2. Writing the Dissociation Equation
When $MX_2$ dissolves slightly in water, it dissociates according to the following equation:
$MX_2 \rightleftharpoons M^{2+} + 2X^{-}$
Let $s$ be the solubility of $MX_2$, i.e., the molar amount (in mol/L) of $MX_2$ that dissolves to reach equilibrium.

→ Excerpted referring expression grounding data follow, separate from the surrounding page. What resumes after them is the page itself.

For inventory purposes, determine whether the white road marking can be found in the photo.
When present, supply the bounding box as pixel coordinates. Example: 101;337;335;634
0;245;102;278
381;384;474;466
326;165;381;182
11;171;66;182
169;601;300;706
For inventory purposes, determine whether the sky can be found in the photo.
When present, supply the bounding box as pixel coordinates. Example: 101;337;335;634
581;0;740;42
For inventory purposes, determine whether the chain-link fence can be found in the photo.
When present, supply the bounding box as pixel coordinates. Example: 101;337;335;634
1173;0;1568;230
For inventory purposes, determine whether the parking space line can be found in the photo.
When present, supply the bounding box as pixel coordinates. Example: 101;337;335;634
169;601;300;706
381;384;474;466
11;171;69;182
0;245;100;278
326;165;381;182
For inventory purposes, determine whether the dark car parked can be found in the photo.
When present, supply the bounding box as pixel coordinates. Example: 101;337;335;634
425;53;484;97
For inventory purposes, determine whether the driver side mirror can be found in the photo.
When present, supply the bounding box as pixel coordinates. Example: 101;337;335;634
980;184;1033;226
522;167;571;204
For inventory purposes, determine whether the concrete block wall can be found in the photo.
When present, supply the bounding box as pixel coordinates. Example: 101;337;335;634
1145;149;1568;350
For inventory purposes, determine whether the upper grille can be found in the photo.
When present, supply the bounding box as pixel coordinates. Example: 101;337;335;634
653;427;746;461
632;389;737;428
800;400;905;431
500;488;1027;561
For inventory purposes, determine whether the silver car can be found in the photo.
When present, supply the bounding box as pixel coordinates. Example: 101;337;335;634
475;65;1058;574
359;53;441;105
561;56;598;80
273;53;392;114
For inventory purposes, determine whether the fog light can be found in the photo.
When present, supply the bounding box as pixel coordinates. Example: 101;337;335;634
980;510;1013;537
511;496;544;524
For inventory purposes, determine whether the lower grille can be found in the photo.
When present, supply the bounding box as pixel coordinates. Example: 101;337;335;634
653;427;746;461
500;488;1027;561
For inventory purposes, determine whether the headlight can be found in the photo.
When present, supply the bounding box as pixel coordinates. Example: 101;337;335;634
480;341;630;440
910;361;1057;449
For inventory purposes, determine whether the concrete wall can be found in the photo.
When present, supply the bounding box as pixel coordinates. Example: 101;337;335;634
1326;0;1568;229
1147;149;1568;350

3. Expressing $K_{sp}$ in Terms of $s$
From the dissociation equation, the concentration of $M^{2+}$ will be $s$, while the concentration of $X^{-}$ will be $2s$. Therefore, the solubility product is given by:
$K_{sp} = [M^{2+}][X^{-}]^2 = (s)\bigl(2s\bigr)^2 = s \times 4s^2 = 4s^3$
4. Solving for $s$
We know $K_{sp} = 4 \times 10^{-12}$. Thus,
$4 \times 10^{-12} = 4s^3$
Dividing both sides by 4,
$10^{-12} = s^3$
Therefore,
$s = 10^{-4}$
5. Determining the Concentration of $M^{2+}$
Since $[M^{2+}] = s$,
$[M^{2+}] = 1.0 \times 10^{-4}\,\text{M}$
Hence, the concentration of $M^{2+}$ ions in the solution is $1.0 \times 10^{-4}\,\text{M}$.